Hiding In Plain Sight.
It's Saturday, 'tis true, but Five Minute Friday is still going on, so I'm not too late! Hooray!
I've fought the urge to crawl into the smallest crevice possible, curl up into a ball, and hide from the world until everything makes sense. If I were a child, this would be acceptable, but alas, I am an adult who must face my circumstances just as they are. Instead of running and cowering, I've been leaning into the fire, allowing it to burn away all that no longer serves me. He is refining me, and although it is excruciating and agonizing work, I am certain it is exactly what I have always needed.

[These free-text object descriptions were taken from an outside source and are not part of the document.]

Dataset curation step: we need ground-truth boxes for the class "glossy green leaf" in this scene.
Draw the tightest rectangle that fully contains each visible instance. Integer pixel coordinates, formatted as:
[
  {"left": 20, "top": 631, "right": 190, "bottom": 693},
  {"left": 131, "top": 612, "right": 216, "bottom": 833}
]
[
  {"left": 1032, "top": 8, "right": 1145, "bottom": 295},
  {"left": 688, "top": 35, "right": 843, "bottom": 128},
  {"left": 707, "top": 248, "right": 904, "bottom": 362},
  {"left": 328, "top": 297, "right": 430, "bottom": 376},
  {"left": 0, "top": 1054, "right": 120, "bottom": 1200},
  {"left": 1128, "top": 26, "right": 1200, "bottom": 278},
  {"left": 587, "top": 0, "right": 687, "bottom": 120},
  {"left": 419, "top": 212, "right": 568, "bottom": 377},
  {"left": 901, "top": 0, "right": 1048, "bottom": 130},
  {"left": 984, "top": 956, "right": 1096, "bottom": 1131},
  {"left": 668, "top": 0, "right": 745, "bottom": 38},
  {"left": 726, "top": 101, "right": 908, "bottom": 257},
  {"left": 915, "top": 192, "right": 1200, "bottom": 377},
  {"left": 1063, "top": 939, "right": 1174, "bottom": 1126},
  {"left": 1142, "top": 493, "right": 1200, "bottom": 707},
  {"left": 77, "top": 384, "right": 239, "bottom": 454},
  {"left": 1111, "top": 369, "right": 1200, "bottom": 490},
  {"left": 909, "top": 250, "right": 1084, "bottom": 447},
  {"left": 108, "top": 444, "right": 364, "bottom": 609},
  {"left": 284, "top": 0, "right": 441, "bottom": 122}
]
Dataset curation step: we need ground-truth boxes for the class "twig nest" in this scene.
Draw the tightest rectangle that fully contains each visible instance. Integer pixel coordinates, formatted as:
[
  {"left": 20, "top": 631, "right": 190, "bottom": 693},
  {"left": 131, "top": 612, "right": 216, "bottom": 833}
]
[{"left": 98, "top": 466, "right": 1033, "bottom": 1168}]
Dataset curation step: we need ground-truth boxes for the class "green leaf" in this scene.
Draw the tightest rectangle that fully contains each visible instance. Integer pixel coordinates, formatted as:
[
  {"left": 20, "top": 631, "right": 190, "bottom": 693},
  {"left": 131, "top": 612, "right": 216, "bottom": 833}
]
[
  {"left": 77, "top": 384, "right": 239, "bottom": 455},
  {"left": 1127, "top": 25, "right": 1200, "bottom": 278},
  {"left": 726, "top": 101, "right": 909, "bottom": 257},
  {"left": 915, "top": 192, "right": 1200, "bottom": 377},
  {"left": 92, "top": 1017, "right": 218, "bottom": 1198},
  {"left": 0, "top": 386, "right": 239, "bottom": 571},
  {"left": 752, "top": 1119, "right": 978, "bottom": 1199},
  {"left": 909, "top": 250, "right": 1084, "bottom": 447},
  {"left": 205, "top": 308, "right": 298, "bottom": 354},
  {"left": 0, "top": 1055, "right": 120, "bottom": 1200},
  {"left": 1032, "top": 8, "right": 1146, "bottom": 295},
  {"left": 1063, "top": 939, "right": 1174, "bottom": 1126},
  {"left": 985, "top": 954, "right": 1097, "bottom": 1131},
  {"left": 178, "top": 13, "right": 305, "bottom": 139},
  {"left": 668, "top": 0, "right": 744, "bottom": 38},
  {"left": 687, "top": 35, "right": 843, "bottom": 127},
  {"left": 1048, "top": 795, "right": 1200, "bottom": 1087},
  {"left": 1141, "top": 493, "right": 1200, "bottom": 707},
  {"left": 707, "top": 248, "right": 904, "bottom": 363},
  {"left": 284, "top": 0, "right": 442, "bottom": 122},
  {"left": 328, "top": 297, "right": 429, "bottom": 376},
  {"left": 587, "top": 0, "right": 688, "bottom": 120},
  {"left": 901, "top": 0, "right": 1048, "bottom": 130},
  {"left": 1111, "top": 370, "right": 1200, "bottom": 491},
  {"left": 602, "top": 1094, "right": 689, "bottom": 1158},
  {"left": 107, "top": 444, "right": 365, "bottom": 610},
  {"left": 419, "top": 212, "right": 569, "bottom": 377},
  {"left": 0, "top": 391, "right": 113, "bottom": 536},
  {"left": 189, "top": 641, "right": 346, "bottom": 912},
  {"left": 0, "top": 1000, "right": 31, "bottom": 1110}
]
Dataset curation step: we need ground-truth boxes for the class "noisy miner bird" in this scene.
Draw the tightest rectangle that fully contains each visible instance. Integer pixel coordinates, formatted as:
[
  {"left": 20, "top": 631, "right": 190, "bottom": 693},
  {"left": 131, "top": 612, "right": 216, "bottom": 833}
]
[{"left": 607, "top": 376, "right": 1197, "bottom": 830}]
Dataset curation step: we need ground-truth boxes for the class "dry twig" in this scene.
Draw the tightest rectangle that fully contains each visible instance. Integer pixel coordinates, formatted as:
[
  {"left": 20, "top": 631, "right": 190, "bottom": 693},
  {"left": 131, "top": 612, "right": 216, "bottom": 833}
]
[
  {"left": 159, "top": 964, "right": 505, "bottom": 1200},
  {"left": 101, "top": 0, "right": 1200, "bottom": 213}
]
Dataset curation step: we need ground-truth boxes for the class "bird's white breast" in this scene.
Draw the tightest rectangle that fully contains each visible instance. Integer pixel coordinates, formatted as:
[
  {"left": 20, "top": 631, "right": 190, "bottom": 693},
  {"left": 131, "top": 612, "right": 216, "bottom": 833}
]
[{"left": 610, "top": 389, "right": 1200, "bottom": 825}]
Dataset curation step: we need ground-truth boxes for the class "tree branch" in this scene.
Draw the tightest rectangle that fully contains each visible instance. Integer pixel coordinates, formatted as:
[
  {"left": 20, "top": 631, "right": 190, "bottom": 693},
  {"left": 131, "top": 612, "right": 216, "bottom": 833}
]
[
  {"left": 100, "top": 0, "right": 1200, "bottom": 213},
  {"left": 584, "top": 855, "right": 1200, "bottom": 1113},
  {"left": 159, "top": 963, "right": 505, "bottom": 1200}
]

See, I've recently learned I'm an introvert, which means my seemingly placid surface belies a vibrant inner world. I basically hid in plain sight for decades. Part of it was self-preservation because I grew up in a household with high standards and a somewhat strict interpretation of religious beliefs. Thus, my authentic self remained hidden to virtually everyone but a trusted few. After awhile, I got used to compartmentalizing who I was around different people.
This process of refinement, however, has put me back in touch with who I am, wholly, without guilt, shame, or embarrassment. It has been incredibly heartening to embrace my likes, dislikes, desires, and impulses, rather than shunning, dimming, or minimizing them. At 33, I am finally unafraid to be myself, and there's no more reason to hide.